Nathan MacKinnon was devastated. We’ll never forget the look on his face.
“We felt like we were outplaying them in overtime, it was coming,” he said over Zoom, from five floors beneath us at Rogers Place. “Just got hemmed in, the boys got gassed, and they made a nice play.
“There are no moral victories here. We came here to win. We didn’t get the job done.”
Edmonton, too, has exhausted their moral victories. They’ve been upset by Chicago and Winnipeg, been vanquished by a better opponent in Colorado and fumbled a series they had in some measure of control against Vegas — all in the past four seasons.
If this is the road that must be travelled by every eventual Cup winner, we asked McDavid if his team covered a long stretch of that road in the 2023 playoffs?
“I certainly feel that way, yeah,” McDavid agreed. “The old saying is, you’ve got to lose to learn how to win. And as painful as that is, I feel that is true.
“The majority of the teams that win, they go through those things. It's very painful, but we've gone through a lot of steps and learned a lot of lessons. It's up to us to put those to good use.”
That makes this season “Cup or bust,” as Draisaitl so famously put it last season. “It’s an interesting quote,” he mused on Thursday, before pausing to choose his words more carefully than he had last May.
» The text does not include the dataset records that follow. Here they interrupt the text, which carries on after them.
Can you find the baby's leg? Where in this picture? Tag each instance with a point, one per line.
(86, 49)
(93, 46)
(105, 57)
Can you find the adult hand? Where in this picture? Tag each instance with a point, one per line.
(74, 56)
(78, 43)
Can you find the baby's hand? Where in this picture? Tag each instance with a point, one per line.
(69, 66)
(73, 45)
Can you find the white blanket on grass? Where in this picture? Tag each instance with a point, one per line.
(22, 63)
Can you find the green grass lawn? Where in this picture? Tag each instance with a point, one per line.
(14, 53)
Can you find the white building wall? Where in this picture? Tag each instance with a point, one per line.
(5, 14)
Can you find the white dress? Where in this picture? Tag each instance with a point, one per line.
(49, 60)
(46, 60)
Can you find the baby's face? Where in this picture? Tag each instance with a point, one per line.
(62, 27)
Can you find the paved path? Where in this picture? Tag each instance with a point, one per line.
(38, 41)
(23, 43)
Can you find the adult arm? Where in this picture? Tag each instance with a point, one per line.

“We want to win,” he said, finally. “I mean, you guys write about it every day. We say it almost every day. We want to win a Stanley Cup here. There's no doubt about that.
“But there are (31) other teams trying to do the same thing. We’re not the only team here,” he continued. “There's going to be some ups and downs, but we’ve got the group in here to do it. We’ve got the right mindset, we've learned a lot over the last couple of years, (so) get off to a good start and that's the most important thing.”